In their insatiable quest for new revenue, lawmakers in Hartford have seized on the state’s large nonprofit organizations, suggesting that their tax-exempt status might be an anachronism in an era of expansion.
But a proposal championed by House Speaker Brendan Sharkey, though it initially went too far, might eventually prove to be an effective compromise and at least a partial answer to dwindling tax rolls for municipalities that host more than their share of nonprofits.
The revised bill, which cleared the House on an 82-60 vote after midnight May 22, would allow currently tax-exempt medical facilities to maintain their tax exempt status. However, if the medical facilities’ owners purchase new property already on the tax rolls, they’ll have to pay taxes on it.
Sharkey had wanted to make the move retroactive, which hardly seems fair since those hospitals purchased the additional properties in good faith and under the nonprofit business model.

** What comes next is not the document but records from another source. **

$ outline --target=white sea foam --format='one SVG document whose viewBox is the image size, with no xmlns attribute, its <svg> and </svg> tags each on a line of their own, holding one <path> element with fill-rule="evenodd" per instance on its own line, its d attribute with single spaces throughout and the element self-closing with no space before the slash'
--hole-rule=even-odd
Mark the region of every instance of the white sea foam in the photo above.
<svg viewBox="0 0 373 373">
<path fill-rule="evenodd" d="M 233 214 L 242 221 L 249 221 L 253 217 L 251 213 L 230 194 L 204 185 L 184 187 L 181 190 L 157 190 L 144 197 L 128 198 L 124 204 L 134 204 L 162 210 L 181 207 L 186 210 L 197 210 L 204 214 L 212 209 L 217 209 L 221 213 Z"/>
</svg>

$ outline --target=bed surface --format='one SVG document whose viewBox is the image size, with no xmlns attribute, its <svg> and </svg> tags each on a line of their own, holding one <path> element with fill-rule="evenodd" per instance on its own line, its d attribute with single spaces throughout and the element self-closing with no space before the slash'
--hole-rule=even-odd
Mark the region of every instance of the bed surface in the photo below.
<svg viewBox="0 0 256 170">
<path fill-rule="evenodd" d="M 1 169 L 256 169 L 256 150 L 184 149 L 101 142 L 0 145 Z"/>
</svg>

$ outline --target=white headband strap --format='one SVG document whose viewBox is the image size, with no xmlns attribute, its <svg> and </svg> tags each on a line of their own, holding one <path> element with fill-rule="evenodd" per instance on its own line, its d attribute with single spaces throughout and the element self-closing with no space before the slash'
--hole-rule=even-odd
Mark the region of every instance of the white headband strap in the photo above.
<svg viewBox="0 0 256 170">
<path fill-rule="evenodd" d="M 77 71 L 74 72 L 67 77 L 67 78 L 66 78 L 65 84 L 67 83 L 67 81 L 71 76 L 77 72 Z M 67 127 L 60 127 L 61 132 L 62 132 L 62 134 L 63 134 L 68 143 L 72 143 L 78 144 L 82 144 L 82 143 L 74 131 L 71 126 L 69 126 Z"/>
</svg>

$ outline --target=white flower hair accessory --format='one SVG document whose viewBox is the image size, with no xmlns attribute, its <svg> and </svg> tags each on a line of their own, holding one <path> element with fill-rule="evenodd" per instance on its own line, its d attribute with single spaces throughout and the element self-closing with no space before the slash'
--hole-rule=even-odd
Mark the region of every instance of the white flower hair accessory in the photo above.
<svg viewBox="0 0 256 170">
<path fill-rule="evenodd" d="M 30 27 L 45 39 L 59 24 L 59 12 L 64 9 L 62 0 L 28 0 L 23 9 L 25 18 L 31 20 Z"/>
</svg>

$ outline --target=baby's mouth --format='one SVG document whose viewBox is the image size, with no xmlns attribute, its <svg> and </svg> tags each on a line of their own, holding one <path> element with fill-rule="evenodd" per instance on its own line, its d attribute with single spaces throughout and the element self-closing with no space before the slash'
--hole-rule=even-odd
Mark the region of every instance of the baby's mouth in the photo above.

The bill passed by the House also requires colleges to pay property taxes when they acquire residential properties with 20 housing units or fewer but only if they use them to house students. However, that provision applies both to existing holdings and to future purchases. But I think it should only apply to future purchases for the same reason the hospital tax shouldn’t be retroactive.
The topic is of particular concern to Sharkey, whose district includes Hamden’s Quinnipiac University, which has been expanding at breakneck speed for at least 20 years. It’s one thing for colleges to build new facilities on their existing campuses, but when they acquire new land and take it off the tax rolls, there are consequences.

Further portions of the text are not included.